Month | Monthly Income | Estimated Annual FPL | Expected Contribution Annual basis | Additional Payback | Actual Contribution for Benchmark Plan |
January | $1,732 | 163% | $ 86 | $0 | $ 86 |
February | $1,732 | 163% | $ 86 | $0 | $ 86 |
March | $1,732 | 163% | $ 86 | $0 | $ 86 |
April | $3,464 | 217% | $ 168 | $27 | $ 195 |
May | $3,464 | 217% | $ 168 | $27 | $ 195 |
June | $3,464 | 217% | $ 168 | $27 | $ 195 |
July | $3,464 | 217% | $ 168 | $27 | $ 195 |
August | $1,732 | 217% | $ 168 | $27 | $ 195 |
September | $1,732 | 217% | $ 168 | $27 | $ 195 |
October | $1,732 | 217% | $ 168 | $27 | $ 195 |
November | $1,732 | 217% | $ 168 | $27 | $ 195 |
December | $1,732 | 217% | $ 168 | $27 | $ 195 |
The net premium yo-yo is far less. There is one jump from $86 to $195 per month. The four months of the enhanced $600/week payments have health insurance premiums cost 5.6% of monthly income. That is not too bad. However, since Q1 has overpayment of APTC to the individual, and the reconciliation is spread out over the remaining nine months, the last five months of the year have the benchmark net premium come out to be 11.3%. That is unaffordable.
Predicting anything, especially the future, is hard.
And that is true in normal times where the near past is usually somewhat similar to the present and the near future. I don’t think anyone can say that the near past is correlated with the near future in 2020 or that year over year comparisons are even facially plausible in a pandemic and an economic coma.
Right now, we are asking for the fundamentally impossible for people to predict their incomes when that prediction is fundamentally correlated with vaccine development interacting with aggressive and effective contact tracing to quarantine people who will be potentially exposed to new infections in the future. The best epidemiologists in the world can’t make that prediction within a two or four week time frame.
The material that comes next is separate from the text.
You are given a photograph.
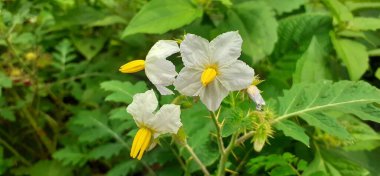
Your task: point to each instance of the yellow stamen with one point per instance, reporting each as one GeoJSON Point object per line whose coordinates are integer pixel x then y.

It is absurd to expect someone who is making $10 an hour to be able to perfectly project when the economy will resume normal(ish) operations and if the recovery of the re-opening will be V or U or slightly drunk L shaped.
So what is the policy solution?
One approach could be for the federal government to either waive or significantly reduce repayment of APTC clawbacks for anyone who collected a single week of enhanced, $600/week federal unemployment payments. Low income workers will catch a break financially and cognitively as the management load will decrease. These workers are also the class of individuals who are most likely to spend any additional cash so this should be fairly effective stimulus when the economy needs stimulus instead of merely social insurance.
catclub
Readers of Douglas Adams know that you use an SEP field to make things invisible.
Someone Else’s Problem
Pyre Light
I thought the extra $600/week didn’t count for these income calculations? Was that only for Medicaid? How many other people are going to screw that up?
Zinsky
Boring.
David Anderson
@Pyre Light: Does not count for MEDICAID/CHIP
Counts for ACA subsidy purposes.
And yep, this is confusing as fuck. I was speaking with a fellow nerd about this last night and they said that “if we aren’t sure, no one is sure….”
WaterGirl
@Zinsky: Wow, you should count yourself
luckyprivileged enough that you can consider this boring. To some people, this is life or death.Redshift
NPR reporting Bernie is suspending his campaign.
janesays
Bernie Sanders campaign suspended! It’s over!
Duane
Or Scenario #3 where you realize this is temporary income due to a special event during a NATIONAL EMERGENCY and you get off their damn back and do nothing. There that was easy.
Duane
David Anderson
@Duane: But if you do nothing, you get hit with a big tax bill next spring.
Yutsano
You could have stopped right there. I’ve never seen such idiocy before.